Motivation plays a central role in human behavior and cognition but is not well captured by widely used artificial intelligence (AI) and computational modeling frameworks. This Opinion article addresses two central questions regarding the nature of motivation: what are the nature and dynamics of the internal goals that drive our motivational system and how can this system be sufficiently flexible to support our ability to rapidly adapt to novel situations, tasks, etc.? In reviewing existing systems and neuroscience research and theorizing on these questions, a wealth of insights to constrain the development of computational models of motivation can be found.

On rewards and values when the RL theory is applied to human brain

Keno Juechems, Christopher Summerfield, Where Does Value Come From?. Trends in Cognitive Sciences, Volume 23, Issue 10, 2019, Pages 836-850, DOI: 10.1016/j.tics.2019.07.012.

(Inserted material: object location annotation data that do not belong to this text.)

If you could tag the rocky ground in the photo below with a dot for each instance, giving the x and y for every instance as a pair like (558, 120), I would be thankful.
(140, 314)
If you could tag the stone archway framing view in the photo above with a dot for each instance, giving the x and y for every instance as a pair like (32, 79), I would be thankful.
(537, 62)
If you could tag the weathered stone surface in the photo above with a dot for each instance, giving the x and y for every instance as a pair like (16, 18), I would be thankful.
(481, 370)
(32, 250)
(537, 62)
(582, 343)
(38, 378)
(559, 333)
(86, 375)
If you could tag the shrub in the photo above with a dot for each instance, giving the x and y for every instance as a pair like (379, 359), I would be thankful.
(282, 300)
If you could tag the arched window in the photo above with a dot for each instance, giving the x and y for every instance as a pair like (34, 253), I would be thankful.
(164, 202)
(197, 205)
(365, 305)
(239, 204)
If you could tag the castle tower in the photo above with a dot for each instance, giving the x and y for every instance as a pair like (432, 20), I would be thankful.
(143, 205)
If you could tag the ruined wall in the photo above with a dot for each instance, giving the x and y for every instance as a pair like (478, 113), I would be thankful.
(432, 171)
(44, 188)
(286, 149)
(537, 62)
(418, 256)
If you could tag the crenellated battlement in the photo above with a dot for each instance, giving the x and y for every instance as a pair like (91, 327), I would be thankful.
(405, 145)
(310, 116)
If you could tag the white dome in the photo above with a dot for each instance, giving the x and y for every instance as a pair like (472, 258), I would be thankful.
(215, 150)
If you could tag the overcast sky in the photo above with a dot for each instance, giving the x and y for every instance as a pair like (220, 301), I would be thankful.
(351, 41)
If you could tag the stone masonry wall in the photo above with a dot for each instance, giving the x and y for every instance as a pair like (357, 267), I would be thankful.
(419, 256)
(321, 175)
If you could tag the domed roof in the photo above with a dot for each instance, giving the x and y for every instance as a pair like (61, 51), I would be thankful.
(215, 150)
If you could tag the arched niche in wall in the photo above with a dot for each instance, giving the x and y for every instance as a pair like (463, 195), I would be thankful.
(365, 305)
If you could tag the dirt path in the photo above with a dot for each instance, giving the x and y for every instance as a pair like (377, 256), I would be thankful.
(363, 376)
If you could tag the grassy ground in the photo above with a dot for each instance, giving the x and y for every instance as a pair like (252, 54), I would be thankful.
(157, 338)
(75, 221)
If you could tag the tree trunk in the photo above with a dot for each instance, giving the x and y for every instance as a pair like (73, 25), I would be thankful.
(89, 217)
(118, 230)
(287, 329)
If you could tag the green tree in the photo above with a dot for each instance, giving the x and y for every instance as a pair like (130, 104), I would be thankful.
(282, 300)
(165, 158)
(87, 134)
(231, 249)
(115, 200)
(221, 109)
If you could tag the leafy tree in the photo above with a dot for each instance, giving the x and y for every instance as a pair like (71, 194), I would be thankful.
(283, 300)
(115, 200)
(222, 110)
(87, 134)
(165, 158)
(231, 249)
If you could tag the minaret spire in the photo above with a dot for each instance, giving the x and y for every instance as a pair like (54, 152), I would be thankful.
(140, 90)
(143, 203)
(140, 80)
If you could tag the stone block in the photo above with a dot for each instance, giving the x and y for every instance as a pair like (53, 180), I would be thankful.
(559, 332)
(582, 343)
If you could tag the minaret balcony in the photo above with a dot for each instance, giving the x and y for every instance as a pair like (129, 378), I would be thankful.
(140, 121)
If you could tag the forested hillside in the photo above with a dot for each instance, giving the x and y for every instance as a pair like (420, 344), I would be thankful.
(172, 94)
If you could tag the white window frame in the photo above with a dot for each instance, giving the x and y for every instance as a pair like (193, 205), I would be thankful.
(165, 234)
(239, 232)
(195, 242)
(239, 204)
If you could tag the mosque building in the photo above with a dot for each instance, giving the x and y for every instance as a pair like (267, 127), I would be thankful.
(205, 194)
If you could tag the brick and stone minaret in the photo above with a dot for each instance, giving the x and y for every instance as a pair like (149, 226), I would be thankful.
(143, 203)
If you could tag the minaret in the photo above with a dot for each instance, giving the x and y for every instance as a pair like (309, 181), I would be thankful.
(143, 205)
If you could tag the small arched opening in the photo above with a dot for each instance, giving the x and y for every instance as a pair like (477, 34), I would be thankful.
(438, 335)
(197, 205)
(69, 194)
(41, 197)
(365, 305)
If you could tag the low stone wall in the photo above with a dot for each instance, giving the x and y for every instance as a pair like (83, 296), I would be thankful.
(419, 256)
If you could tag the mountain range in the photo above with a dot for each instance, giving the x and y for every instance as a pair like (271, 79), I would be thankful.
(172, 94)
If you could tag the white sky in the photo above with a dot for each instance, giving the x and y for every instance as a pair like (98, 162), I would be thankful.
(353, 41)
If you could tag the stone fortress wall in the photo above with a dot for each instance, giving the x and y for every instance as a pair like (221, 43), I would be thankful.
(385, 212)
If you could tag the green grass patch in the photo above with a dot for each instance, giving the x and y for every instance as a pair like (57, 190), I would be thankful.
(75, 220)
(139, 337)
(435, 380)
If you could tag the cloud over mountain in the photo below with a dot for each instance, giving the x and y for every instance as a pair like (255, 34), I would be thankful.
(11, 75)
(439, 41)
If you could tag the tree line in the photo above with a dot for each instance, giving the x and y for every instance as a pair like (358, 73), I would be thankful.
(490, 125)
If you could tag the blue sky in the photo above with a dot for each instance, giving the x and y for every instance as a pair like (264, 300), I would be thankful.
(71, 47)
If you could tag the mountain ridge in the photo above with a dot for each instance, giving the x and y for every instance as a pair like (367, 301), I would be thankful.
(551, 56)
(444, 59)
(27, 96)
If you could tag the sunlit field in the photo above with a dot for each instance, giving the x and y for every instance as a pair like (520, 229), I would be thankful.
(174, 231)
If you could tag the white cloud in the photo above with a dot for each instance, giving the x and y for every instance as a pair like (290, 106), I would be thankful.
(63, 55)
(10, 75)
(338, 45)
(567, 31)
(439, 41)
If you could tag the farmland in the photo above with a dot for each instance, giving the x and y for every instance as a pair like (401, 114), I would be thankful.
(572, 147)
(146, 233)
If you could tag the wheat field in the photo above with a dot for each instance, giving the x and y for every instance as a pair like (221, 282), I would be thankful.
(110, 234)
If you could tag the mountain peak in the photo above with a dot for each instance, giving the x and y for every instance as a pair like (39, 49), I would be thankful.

The computational framework of reinforcement learning (RL) has allowed us to both understand biological brains and build successful artificial agents. However, in this opinion, we highlight open challenges for RL as a model of animal behaviour in natural environments. We ask how the external reward function is designed for biological systems, and how we can account for the context sensitivity of valuation. We summarise both old and new theories proposing that animals track current and desired internal states and seek to minimise the distance to a goal across multiple value dimensions. We suggest that this framework readily accounts for canonical phenomena observed in the fields of psychology, behavioural ecology, and economics, and recent findings from brain-imaging studies of value-guided decision-making.